In nutrition, the focus will remain on the expansion of SAM treatment including in the provinces most affected by the earthquake. In health, preparedness for disease outbreaks and the provision of maternal and newborn services will be crucial. Support for the identification and care of separated/ unaccompanied children and the provision of psychosocial support to minimize the damaging effects of trauma will be scaled up. In education, support will be provided to the Ministry of Education to ensure children’s uninterrupted access to learning. It includes, joint advocacy with Ministry of Education for coordinating support for distribution of education materials, school tents, and school rehabilitation both by UNICEF and NGO partners such as NRC and BRAC. However, with snow already falling in parts of Badakhshan Province, emergency shelter and winterization are particularly pressing concerns. Access to many of the quake-affected areas remains the most significant challenge to the response.
Results to date (1 January to 30 October 2015)
Preparedness activities undertaken by UNICEF-led Clusters resulted in provincial WASH contingency plans; capacity building of all key stakeholders on Child Protection Minimum Standards in emergencies;
Risk education through local radio and television messaging to increase awareness and prevent casualties of children caused by landmines, unexploded ordinance and explosive remnants of war; and, the provision of teaching and learning materials, non-formal education, and psycho-social support to refugee children from Pakistan in Khost and Paktika Provinces.
As part of its preparedness measures, UNICEF had prepositioned stocks of materials to cover urgent needs in the sectors of WASH, health, nutrition, child protection and education. These emergency supplies, including non-food items (NFIs), have already been released to government departments, NGO partners and the Afghan Red Crescent Society to meet the immediate needs of families affected by the earthquake.
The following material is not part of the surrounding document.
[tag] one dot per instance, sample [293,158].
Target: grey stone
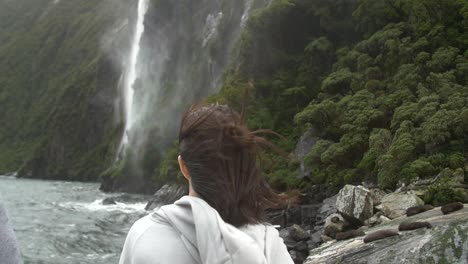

To be noted that part of these stocks were also released in response to the conflict in Kunduz Province in early October and for winterization interventions. Emergency supplies would need to be replenished urgently.
As of 1 November, 5,099 people have received food (out of 58,590 people in need), 9,124 people have received shelter assistance (out of 41,433 people in need) and 12,260 people have received NFI assistance (out of 61, 509 people in need) through humanitarian partners including UNICEF. However, additional resources will be required to support an estimated 3,000 families throughout the winter. Access difficulties in areas such as Nuristan will invariably delay the delivery of those supplies. In Takhar Province, food, NFIs and tents are being provided by Afghanistan National Disaster Management Agency (ANDMA) with support from partners. Critical interventions are now focussing on managing surgical patients and providing psychosocial support to traumatized communities.
UNICEF’s revised appeal remains at US$50.9 million as only US$15 million have been received as of 31 October with another US$7.3 million carried forward from 2014. To continue to address the growing humanitarian needs of children and women in Afghanistan, and to respond to the devastating effects of the earthquake in the 13 most affected provinces in north-eastern parts of the country, funds are urgently needed to fill the gaps. The Governments of China, India, Iran and Japan have already offered their support to Afghanistan which will be vital to effectively support the national response to the earthquake.